The main goal of this work was to develop an accurate strategy based on supervised learning algorithms for hippocampal segmentation using 3D brain MRI. The task of a classifier, trained on a set of previously labeled examples (MR images in which the hippocampi had been previously manually segmented), is to classify voxels of a new brain MR image as belonging or not to the hippocampus. In this study, the performance of a novel statistical strategy, based on RUSBoost [20], was evaluated for hippocampal segmentation. RUSBoost was designed for imbalanced classification problems, combining data random undersampling with boosting. It is an alternative of another data sampling/boosting algorithm called SMOTEBoost [21] which uses an oversampling technique, creating new minority class examples by extrapolating between existing examples, combined with boosting technique. Creating new examples, SMOTEBoost increases model training times. It has been successful in applications [22, 23] where not too big data sets were analyzed. As the training data increases in size, the SMOTE run time increases, incurring the risk of becoming impractical. When a data set is very large, as for 3D MRI data sets, selecting an appropriate sampling method becomes important. Training a model on very large data set would take much less if undersampling is used as for RUSBoost. The drawback associated with undersampling is the loss of information that comes with deleting examples from the training data. Moreover, there is evidence that the RUSBoost algorithm performs favorably when compared to SMOTEBoost, while being a simpler and faster technique that often results in significantly better classification performance [21, 24]. To the best of our knowledge, this is the first application of RUSBoost classifiers to hippocampal segmentation.

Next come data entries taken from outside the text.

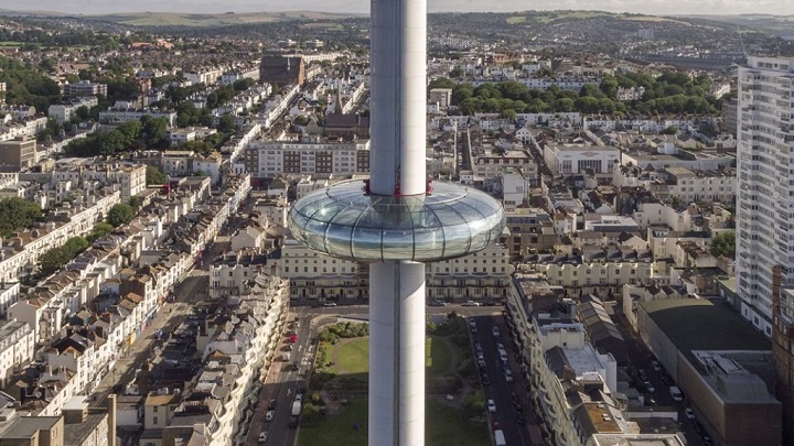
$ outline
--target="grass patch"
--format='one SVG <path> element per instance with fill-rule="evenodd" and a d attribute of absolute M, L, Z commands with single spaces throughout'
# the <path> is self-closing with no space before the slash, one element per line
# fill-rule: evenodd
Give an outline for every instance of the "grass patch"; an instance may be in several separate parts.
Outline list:
<path fill-rule="evenodd" d="M 336 347 L 336 357 L 339 358 L 334 366 L 336 374 L 366 373 L 369 371 L 369 338 L 356 338 L 343 342 Z"/>
<path fill-rule="evenodd" d="M 440 377 L 450 372 L 452 353 L 441 339 L 428 336 L 425 338 L 425 368 L 428 377 Z"/>
<path fill-rule="evenodd" d="M 301 426 L 298 446 L 366 446 L 367 433 L 367 399 L 353 398 L 339 413 L 323 416 L 314 426 Z"/>
<path fill-rule="evenodd" d="M 369 337 L 354 338 L 332 346 L 328 359 L 333 360 L 334 357 L 336 363 L 330 369 L 336 376 L 366 374 L 369 371 Z M 429 378 L 453 372 L 451 360 L 452 352 L 447 342 L 436 336 L 425 338 L 425 365 Z"/>
<path fill-rule="evenodd" d="M 358 431 L 353 424 L 358 423 Z M 334 415 L 315 426 L 301 426 L 298 446 L 366 446 L 367 400 L 354 398 Z M 481 446 L 490 442 L 485 423 L 473 423 L 455 407 L 429 399 L 425 409 L 425 440 L 428 446 Z"/>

This work utilizes two datasets, obtained from the Alzheimers Disease Neuroimaging Initiative (ADNI, http://adni.loni.usc.edu/) database, consisting of MR images and their corresponding expert manual labels produced with a standard harmonized protocol. The first data set, DB1, was used for training the algorithms and estimating evaluation metrics via cross validation. The RUSBoost performances on DB1 were excellent when compared with those of three classifiers, Adaboost [25], Random forest (RF) [26] and FreeSurfer v.5.1 [15]. Adaboost is a boosting algorithm that sequentially selects weak classifiers and weights each of them based on their error. It has been previously employed as segmentation tools in [11]. RF uses multiple binary decision trees, and recently several brain MRI segmentation systems based on RF classifiers have appeared in the literature [16, 19, 2729]. FreeSurfer is a publicly available package and can be considered the state-of-the-art whole-brain segmentation tool, since numerous imaging studies across multiple centers have shown its robustness and accuracy [30].

The second data set, DB2, was employed for an assessment of the performance of the fully trained classifiers. Results on the DB2 data set confirmed those obtained in the previous analysis and showed that the RUSBoost segmentation strategy, trained on DB1, generalized very well on the independent data set, avoiding problems like overfitting. Moreover, the hippocampal volumes obtained with our RUSBoost segmentation showed the best correlation with those segmented manually, which is very important for diagnostic purposes.

For all the classifiers, we also evaluated how the Dice’s index varied with the training set size, providing practical guidelines for future users.

2 Materials and methods

2.1 Data set description

The data used in the preparation of this study were obtained from the Alzheimers Disease Neuroimaging Initiative (ADNI, http://adni.loni.usc.edu) database. The ADNI was launched in 2003 by the NIA, the National Institute of Biomedical Imaging and Bioengineering (NIBIB), the U.S. Food and Drug Administration (FDA), private pharmaceutical companies, and nonprofit organizations. For up-to-date information, see http://www.adni-info.org.

Two databases of T1-weighted whole-brain MR images, DB1 and DB2, were used in the study, both including normal controls (NC), subjects with mild cognitive impairment (MCI) and patients with Alzheimer’s disease (AD). All images were downloaded from the ADNI LONI Image Data Archive (https://ida.loni.usc.edu). Both DB1 and DB2 data sets consisted of 50 subjects each whose demographic details are reported in Table 1. All the images were acquired on 1.5 Tesla, and 3.0 Tesla scanners which specifications are reported in Table 2.

Table 1 Demographic information of DB1 and DB2 subjects
Table 2 Technical specifications of scanners used to acquire subjects MR images

Bilateral hippocampi were manually segmented using the Harmonized Hippocampal Protocol (http://www.hippocampal-protocol.net/) [31, 32] which aims to standardize the available manual segmentation protocols. The more inclusive definition of the Harmonized protocol may also limit the inconsistencies due to the use of arbitrary lines and tissue exclusion of the currently available manual segmentation protocols.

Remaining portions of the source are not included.